When Hettema contacted the Department of Health and Human Services for an explanation, staff in the Office of Adolescent Health "were extremely shocked and still trying to find out who made the decision and how this came about," she said.
The University of New Mexico had been recruiting for a randomized study of 1,000 participants in a program created for doctors’ offices to help low-income Latino and Native American teens. Now they’ll probably end up with half that number, which would turn it into a pilot study with much less value for health providers, Hettema said.
“It’s kind of like building half a skyscraper and then saying, ‘Never mind,’ ” Hettema said. “And there are thousands of health care providers in this country who are winging it in terms of how to talk to teens about unintended pregnancies.”
Luanne Rohrbach, an associate professor of preventive medicine at the University of Southern California, said the eliminated programs, including the one she directed, are scientifically based.
“We took decades of research on how to effectively approach prevention and have applied it on a large scale nationally,” she said. “We’re not out there doing what feels good. We’re doing what we know is effective. There are a lot of data from the program to show that it works.”
The USC program supports a sexual health education program in middle schools in the Los Angeles and Compton unified school districts and in an alternative high school system. Included are workshops that teach parents how to talk to kids about delaying sexual activity and where to find health services for preventing disease and pregnancy.
In the San Antonio area, Healthy Futures of Texas provides education on preventing teen pregnancies and uses a control group to assess the effectiveness of the program.
“Our research design is to follow young people for a year and see if the program is making a difference,” said Dr. Janet Realini, associate vice president of Healthy Futures of Texas. Without the funds, “it’s going to be very difficult for us.”

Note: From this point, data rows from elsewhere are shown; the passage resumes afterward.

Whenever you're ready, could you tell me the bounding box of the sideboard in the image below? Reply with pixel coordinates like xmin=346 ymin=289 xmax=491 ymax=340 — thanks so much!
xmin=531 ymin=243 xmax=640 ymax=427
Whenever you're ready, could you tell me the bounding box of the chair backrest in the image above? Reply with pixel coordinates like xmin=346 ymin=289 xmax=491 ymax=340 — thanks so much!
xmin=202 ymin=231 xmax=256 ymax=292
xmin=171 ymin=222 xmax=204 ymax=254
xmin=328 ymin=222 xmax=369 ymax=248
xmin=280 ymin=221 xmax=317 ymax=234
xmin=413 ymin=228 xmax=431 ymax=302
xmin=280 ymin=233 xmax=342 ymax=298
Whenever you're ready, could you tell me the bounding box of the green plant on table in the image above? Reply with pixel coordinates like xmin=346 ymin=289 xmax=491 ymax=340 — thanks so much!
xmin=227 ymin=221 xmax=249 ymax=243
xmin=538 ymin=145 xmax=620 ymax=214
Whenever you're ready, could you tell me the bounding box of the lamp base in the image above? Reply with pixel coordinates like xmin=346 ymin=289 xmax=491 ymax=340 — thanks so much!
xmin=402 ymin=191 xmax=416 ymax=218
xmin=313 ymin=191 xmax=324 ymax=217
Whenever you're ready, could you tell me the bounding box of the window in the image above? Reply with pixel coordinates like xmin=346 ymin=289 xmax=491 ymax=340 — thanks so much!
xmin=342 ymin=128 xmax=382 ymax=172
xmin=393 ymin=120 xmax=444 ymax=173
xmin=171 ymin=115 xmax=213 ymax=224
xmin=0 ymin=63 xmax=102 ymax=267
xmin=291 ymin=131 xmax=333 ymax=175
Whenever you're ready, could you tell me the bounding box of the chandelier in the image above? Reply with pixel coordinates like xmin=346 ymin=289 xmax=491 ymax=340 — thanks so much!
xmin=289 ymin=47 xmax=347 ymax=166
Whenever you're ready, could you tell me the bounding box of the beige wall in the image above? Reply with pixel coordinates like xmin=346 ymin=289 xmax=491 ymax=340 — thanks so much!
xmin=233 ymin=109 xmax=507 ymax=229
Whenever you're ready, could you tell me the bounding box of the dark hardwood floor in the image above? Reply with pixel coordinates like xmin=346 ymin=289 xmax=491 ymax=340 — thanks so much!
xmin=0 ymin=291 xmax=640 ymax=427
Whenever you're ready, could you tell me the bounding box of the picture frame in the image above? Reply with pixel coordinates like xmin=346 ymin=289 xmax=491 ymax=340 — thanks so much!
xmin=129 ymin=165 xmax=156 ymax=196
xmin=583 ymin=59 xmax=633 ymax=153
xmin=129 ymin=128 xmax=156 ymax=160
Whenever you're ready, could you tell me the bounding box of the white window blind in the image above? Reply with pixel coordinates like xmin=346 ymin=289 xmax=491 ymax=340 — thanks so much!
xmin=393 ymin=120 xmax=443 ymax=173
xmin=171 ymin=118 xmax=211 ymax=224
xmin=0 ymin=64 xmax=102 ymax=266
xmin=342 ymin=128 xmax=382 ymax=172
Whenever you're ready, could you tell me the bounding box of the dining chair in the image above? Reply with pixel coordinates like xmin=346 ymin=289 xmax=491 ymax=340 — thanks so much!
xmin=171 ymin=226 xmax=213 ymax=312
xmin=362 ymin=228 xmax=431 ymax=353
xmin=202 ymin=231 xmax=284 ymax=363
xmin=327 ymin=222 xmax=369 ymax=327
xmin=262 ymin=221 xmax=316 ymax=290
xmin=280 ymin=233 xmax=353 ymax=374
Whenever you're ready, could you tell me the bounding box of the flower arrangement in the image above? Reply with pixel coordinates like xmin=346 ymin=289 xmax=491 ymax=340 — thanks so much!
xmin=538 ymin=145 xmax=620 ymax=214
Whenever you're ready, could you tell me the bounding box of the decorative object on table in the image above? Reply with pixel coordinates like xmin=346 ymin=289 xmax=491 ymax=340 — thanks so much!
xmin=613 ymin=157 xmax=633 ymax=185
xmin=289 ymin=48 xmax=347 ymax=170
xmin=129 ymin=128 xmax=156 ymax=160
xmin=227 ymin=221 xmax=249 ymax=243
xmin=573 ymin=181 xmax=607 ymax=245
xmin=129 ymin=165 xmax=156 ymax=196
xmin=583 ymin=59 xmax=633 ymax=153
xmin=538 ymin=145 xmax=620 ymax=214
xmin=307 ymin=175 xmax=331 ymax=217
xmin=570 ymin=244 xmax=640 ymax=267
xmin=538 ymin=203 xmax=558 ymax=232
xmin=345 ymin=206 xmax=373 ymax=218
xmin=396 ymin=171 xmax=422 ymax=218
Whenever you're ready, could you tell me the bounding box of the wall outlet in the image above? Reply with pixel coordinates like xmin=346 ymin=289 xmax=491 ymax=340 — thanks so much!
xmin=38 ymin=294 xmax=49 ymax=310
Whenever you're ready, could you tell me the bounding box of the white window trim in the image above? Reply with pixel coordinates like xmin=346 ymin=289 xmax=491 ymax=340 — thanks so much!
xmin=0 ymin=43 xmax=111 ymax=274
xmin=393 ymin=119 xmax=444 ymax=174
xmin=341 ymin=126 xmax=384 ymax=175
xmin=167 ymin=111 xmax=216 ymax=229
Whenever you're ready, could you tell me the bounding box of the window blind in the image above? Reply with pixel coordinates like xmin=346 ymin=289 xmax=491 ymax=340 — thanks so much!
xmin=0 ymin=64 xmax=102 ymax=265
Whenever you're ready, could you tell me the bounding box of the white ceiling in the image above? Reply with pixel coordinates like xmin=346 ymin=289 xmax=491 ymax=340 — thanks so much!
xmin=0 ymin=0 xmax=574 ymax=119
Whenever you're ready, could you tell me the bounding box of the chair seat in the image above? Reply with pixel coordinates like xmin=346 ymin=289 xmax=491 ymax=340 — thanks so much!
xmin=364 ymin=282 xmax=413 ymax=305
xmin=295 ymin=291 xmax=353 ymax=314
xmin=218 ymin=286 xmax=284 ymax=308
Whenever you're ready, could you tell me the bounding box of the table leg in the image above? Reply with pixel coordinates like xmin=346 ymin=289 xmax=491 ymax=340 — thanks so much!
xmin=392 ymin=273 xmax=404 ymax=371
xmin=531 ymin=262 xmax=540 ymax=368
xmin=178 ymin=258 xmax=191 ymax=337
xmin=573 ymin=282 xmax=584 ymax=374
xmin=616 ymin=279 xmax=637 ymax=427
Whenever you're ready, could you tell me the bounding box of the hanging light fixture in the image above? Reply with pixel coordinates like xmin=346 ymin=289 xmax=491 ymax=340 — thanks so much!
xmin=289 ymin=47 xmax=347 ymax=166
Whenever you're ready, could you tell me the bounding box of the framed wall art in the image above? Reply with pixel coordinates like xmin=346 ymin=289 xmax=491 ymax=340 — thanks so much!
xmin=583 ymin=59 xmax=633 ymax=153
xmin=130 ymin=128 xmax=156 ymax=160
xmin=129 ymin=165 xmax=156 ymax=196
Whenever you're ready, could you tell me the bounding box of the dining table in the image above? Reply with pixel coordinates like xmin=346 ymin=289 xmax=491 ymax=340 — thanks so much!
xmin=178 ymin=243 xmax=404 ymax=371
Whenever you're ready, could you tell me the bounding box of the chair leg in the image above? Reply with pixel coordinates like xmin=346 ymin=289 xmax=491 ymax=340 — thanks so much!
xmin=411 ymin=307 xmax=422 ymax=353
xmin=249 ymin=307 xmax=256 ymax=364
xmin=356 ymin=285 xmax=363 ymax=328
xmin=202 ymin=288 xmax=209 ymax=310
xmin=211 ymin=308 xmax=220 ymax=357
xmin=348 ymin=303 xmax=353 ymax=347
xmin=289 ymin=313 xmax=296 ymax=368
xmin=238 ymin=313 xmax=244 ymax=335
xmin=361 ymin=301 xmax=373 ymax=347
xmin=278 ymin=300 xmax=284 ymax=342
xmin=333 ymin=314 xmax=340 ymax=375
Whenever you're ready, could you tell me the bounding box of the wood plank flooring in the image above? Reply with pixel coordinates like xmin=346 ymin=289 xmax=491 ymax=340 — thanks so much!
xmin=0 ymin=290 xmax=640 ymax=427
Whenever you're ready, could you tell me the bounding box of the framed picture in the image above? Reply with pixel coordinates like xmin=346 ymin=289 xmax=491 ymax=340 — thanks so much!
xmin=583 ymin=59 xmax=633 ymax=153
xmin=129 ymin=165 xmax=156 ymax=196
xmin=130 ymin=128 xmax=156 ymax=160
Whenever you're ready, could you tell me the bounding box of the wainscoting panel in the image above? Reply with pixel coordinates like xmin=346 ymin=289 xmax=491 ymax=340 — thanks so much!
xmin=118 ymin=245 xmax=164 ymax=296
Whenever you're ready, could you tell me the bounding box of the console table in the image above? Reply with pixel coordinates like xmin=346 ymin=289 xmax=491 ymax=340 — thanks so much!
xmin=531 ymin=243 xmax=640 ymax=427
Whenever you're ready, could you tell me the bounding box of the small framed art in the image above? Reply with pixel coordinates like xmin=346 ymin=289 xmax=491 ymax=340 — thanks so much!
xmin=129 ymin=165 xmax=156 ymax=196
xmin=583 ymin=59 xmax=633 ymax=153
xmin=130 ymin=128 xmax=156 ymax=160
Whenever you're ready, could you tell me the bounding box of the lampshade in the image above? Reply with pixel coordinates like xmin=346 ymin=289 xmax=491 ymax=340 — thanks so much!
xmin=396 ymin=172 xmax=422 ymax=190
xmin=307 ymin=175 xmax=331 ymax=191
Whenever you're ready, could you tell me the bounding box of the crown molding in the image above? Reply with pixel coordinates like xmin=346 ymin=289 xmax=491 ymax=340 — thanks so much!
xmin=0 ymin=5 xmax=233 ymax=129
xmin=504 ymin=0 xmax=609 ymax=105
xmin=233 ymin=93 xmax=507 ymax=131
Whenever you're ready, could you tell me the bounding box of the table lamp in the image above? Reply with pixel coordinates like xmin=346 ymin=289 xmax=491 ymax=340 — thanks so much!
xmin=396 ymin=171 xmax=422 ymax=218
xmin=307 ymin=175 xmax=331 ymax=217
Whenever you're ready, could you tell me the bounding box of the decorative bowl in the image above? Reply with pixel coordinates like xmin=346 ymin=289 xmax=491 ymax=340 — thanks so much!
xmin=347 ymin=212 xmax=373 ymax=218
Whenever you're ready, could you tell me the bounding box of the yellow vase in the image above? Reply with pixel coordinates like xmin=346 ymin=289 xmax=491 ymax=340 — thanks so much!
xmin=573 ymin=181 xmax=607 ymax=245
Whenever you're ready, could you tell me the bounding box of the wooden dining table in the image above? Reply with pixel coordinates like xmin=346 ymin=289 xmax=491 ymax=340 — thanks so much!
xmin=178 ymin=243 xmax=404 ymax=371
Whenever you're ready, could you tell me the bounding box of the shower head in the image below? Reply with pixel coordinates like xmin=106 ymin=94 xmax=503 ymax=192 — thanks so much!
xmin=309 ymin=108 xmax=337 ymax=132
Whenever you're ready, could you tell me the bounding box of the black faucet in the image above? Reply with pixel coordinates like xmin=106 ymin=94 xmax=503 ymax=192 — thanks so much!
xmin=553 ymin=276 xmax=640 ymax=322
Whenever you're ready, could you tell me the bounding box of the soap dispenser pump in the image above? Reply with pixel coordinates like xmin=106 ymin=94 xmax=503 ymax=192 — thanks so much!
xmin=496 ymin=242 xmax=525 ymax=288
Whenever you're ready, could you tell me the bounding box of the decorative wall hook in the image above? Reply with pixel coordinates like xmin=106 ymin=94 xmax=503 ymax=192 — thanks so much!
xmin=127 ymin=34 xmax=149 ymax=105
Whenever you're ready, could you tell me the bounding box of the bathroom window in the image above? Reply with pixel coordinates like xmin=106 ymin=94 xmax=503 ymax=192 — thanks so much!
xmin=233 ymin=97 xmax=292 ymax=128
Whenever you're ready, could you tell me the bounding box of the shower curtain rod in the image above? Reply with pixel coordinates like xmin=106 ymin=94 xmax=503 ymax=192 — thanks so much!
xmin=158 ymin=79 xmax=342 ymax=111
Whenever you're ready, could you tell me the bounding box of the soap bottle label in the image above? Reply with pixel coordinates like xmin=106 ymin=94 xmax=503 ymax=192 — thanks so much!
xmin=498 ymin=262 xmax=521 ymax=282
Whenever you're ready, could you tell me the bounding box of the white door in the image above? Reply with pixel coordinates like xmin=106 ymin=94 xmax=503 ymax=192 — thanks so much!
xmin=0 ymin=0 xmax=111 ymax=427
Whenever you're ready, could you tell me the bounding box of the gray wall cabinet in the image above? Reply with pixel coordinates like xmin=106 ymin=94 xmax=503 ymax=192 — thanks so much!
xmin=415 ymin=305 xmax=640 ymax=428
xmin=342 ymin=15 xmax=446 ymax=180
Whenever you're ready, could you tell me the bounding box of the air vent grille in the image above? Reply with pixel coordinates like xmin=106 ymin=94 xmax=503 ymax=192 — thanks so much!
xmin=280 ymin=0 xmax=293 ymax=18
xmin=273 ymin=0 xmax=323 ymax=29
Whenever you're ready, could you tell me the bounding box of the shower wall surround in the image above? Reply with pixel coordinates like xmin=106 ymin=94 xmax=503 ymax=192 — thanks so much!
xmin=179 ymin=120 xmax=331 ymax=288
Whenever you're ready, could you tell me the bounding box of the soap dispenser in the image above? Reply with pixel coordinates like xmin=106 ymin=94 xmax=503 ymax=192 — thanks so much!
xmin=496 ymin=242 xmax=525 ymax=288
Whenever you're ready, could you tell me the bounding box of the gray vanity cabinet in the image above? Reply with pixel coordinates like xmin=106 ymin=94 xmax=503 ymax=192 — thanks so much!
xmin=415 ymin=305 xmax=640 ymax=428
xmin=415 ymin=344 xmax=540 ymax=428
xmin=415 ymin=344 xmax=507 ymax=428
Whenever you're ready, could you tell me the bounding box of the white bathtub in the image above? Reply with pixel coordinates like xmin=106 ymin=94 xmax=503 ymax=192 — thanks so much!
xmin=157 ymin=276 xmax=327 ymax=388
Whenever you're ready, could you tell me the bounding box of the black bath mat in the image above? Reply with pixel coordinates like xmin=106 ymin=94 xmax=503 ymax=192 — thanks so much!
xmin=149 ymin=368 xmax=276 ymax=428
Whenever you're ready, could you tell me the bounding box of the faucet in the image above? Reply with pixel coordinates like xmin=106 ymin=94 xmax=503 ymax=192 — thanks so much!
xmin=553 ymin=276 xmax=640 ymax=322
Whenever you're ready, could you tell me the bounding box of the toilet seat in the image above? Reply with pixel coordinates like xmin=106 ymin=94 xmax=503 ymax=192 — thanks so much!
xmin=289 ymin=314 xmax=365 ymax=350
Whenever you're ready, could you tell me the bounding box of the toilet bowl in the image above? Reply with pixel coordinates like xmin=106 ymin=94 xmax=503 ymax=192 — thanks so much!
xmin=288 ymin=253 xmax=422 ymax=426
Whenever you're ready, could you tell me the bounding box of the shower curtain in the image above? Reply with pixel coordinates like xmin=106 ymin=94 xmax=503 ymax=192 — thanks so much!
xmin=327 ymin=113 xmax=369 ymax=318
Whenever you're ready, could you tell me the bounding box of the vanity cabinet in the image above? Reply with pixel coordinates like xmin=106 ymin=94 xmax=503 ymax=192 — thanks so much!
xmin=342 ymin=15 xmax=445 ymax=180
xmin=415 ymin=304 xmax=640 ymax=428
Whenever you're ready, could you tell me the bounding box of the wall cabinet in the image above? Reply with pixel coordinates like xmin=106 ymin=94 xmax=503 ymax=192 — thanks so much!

“The folks I’ve talked to who have had many federal grants say they would normally have had some notice,” she said.
In May, Congress approved $101 million for the third year of the 81 grants. But Trump’s proposed budget did not include any funding for fiscal year 2018.
Huber, the new chief of staff for the office of the assistant secretary for health, previously was the president of Ascend, which used to be named the National Abstinence Education Association.
In a 2014 paper on the history of sex education, Huber criticized Obama for creating comprehensive sex education programs at the expense of focusing on abstinence.
“Pro-sex organizations used every opportunity to attack abstinence education,” Huber wrote with co-author Michael Firmin. “This agenda was (and is) at least as much about destroying abstinence education as it is about supporting ‘comprehensive’ sex education. … The current Obama administration has used its fiscal scalpel to eliminate the growth of abstinence education within America’s school systems.”
Tom Price, an orthopedic surgeon who was a US Representative from Georgia, was confirmed by Congress as health secretary in February. He has been vehemently opposed to federal programs involving contraception.
In Congress, he voted to eliminate Title X, which subsidizes contraception for low-income women. He opposed an Affordable Care Act provision that requires insurance plans to cover contraception.
"Bring me one woman who has been left behind. Bring me one. There’s not one," Price told a ThinkProgress reporter when asked about the provision in 2012. "The fact of the matter is this is a trampling on religious freedom and religious liberty in this country."
The US teen birth rate remains higher than many other developed nations despite a continuing decline.